L'homme conscient d'être mortel, s'active
à construire l’humanité La
conscience de la mort nous oblige à l'action.
En effet, grâce à nos oeuvres, nous pensons pouvoir
la dépasser ou la contourner. C'est
d'ailleurs partiellement juste, car le sentiment de s'être accompli semble
bien souvent aider l'homme à accepter son extinction.
« Es
ist gut » voilà les superbes
derniers mots du grand philosophe Emmanuel Kant, c'est-à-dire : « TOUT EST BIEN » .
En résumé
Grâce à l'apport majestueux de l'ensemble des PHILOSOPHIES, des RELIGIONS et des SAGESSES du monde, l'humanité a déjà découvert toutes les TECHNIQUES pour
dépasser la mort.
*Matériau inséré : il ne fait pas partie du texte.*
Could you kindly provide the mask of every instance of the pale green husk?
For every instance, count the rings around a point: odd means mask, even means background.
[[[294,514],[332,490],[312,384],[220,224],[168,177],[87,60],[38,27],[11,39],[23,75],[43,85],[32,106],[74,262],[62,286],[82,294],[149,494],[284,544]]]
Toutes convergents vers un état psychique particulier, que nous pouvons résumer sous le terme de BEATITUDE.
La béatitude, l'extase, le nirvana, en anéantissant l'EGO, anéantit la mort, car il en est la nourriture.
Seulement, l'extase, si elle anéantit la mort, anéantit également tout désir d'action. Cet état en effet préfère la contemplation. Et comme l'homme doit finir d'élaborer le monde
dans lequel il vit, la création a posé de difficiles « verrous » sur cette extase.
Et ainsi, tant que son monde n'est pas achevé, il est difficile pour l'homme constructeur d' accéder facilement à cet
état extatique.
Tant que l'homme devra agir dans et pour le
monde, anéantir son ego (donc transcender
sa mort), restera pour lui une expérience difficilement
réalisable.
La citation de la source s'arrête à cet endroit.